By KATE LINEBAUGH, GINA CHON and VIPAL MONGA
Times may be tough for companies with poor credit, but for well-heeled corporate borrowers it's a different world.
Greg Hayes, chief financial officer of United Technologies Corp., was inundated with calls from bankers around the globe after news broke that his company was in the hunt to acquire aircraft-components maker Goodrich Corp. In the space of a single weekend, he got unsolicited commitments for more than $100 billion in loans, according to a person familiar with the matter.
The flood of offers reflected bankers' eagerness to snap up a piece of a big deal. The company wasn't expected to use anywhere near that much money. Indeed, United Technologies said Wednesday that it had agreed to buy Goodrich for $16.4 billion.
But the episode shows that the big problem for banks—and the global economy—isn't a lack of money to lend. It's a shortage of solid borrowers.
"This is not like 2008-2009, where there was truly paralysis of all the credit markets," said Deane Dray, a research analyst at Citigroup. "Better-capitalized companies which have easier access to very low-cost financing can use this as a growth opportunity."
At the opposite end of the credit spectrum, the situation could hardly be more different. Market volatility and fears of a spreading European debt crisis have put the brakes on financing for riskier deals, such as leveraged buyouts, which typically involve a big chunk of debt. Banks, afraid tough credit markets could leave them overexposed, are being more selective about the deals they back.
Thursday's steep drop in the stock market spooked some bond investors like Andy Johnson, head of fixed income at fund manager Neuberger Berman. But he said investors still are looking for debt that carries higher yields than U.S. Treasurys without too much risk, making an A-rated credit like United Technologies attractive.
J.P. Morgan Chase & Co. is leading the financing for United Technologies' acquisition of Goodrich, which includes a $15 billion one-year term loan. HSBC Holding PLC and Bank of America Corp.'s Bank of America Merrill Lynch unit also are involved in the loan package. United Technologies said Thursday that it expects to pay an average of less than 3% in annual interest on its borrowings for the deal.
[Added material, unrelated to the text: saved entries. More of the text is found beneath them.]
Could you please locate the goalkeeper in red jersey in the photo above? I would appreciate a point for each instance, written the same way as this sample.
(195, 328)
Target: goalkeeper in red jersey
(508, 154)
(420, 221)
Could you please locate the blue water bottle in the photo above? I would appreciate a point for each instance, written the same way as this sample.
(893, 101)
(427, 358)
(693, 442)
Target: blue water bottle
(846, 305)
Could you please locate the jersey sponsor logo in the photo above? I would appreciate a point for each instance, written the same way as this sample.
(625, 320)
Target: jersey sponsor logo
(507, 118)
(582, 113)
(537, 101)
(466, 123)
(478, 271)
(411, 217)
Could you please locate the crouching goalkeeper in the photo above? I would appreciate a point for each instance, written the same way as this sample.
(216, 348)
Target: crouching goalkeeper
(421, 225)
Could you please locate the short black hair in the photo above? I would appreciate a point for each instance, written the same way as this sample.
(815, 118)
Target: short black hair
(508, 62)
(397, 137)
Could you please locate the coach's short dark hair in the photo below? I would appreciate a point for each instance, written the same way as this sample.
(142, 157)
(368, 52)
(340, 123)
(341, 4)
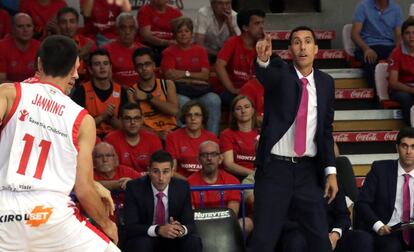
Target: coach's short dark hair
(405, 132)
(58, 55)
(302, 28)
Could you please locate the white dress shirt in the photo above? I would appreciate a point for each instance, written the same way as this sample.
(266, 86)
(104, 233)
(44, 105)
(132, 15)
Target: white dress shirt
(285, 146)
(397, 213)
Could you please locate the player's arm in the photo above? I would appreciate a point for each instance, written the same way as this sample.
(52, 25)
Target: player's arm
(7, 96)
(84, 186)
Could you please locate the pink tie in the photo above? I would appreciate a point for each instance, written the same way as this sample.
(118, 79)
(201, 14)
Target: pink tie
(301, 120)
(160, 210)
(406, 208)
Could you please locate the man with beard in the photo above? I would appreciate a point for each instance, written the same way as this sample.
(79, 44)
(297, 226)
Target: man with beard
(133, 144)
(156, 97)
(101, 96)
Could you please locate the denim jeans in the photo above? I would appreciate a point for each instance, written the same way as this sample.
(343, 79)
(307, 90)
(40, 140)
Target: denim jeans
(211, 101)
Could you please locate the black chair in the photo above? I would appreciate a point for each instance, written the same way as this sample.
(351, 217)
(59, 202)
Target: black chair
(219, 230)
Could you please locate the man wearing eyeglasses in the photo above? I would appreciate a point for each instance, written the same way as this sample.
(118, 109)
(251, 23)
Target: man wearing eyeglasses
(101, 96)
(387, 197)
(156, 97)
(210, 159)
(133, 144)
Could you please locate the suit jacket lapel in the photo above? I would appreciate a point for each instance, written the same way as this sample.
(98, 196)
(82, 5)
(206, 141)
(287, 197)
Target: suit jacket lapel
(393, 175)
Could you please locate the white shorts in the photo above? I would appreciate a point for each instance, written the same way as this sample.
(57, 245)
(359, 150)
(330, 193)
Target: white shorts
(45, 222)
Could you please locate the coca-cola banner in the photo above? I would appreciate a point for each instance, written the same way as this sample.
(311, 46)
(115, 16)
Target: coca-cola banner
(378, 136)
(322, 54)
(354, 93)
(284, 35)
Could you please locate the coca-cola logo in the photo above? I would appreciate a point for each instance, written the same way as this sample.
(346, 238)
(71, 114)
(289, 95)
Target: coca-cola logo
(366, 137)
(284, 54)
(325, 35)
(332, 54)
(361, 94)
(390, 136)
(342, 137)
(339, 94)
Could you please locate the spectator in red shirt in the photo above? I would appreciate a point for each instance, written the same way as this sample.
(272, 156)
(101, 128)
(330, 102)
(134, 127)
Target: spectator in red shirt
(156, 97)
(187, 65)
(43, 13)
(183, 143)
(133, 144)
(255, 91)
(238, 143)
(18, 51)
(210, 159)
(4, 23)
(107, 169)
(121, 50)
(234, 65)
(155, 28)
(401, 71)
(100, 16)
(68, 23)
(101, 96)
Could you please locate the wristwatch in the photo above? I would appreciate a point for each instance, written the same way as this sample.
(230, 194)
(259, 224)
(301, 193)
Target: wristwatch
(187, 74)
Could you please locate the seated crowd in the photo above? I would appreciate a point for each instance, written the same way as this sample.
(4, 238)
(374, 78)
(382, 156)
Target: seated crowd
(157, 83)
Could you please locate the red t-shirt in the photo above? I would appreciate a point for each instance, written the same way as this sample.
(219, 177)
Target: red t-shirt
(193, 59)
(136, 156)
(403, 63)
(122, 171)
(160, 22)
(185, 149)
(239, 60)
(17, 65)
(213, 198)
(243, 145)
(123, 71)
(102, 19)
(41, 14)
(4, 23)
(254, 90)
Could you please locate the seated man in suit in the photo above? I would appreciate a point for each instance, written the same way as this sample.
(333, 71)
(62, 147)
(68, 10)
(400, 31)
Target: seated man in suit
(341, 238)
(158, 214)
(384, 199)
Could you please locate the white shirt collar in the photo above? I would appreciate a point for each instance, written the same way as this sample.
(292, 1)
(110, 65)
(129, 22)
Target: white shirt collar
(155, 191)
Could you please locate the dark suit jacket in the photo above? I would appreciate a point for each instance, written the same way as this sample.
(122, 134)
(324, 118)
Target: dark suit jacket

"Financing activity has stayed strong for investment-grade companies," said Andy O'Brien, co-head of syndicated and leveraged finance at J.P. Morgan. "There is plenty of liquidity to finance large corporate M&A activity."
Highlighting the importance these days of a solid credit rating, United Technologies is taking the painful steps of selling $4.2 billion in stock and suspending share buybacks, for fear that the new debt it is taking on for the acquisition might otherwise trigger a downgrade.
"Keeping the credit rating especially in times like this, I mean it is sacrosanct," Mr. Hayes said on a conference call Thursday.
Many companies still have record amounts of cash on their balance sheets and are finding acquisitions an avenue for growth, deal makers said. United Technologies, for example, is extending its product lines by buying a business that doesn't overlap much with its own.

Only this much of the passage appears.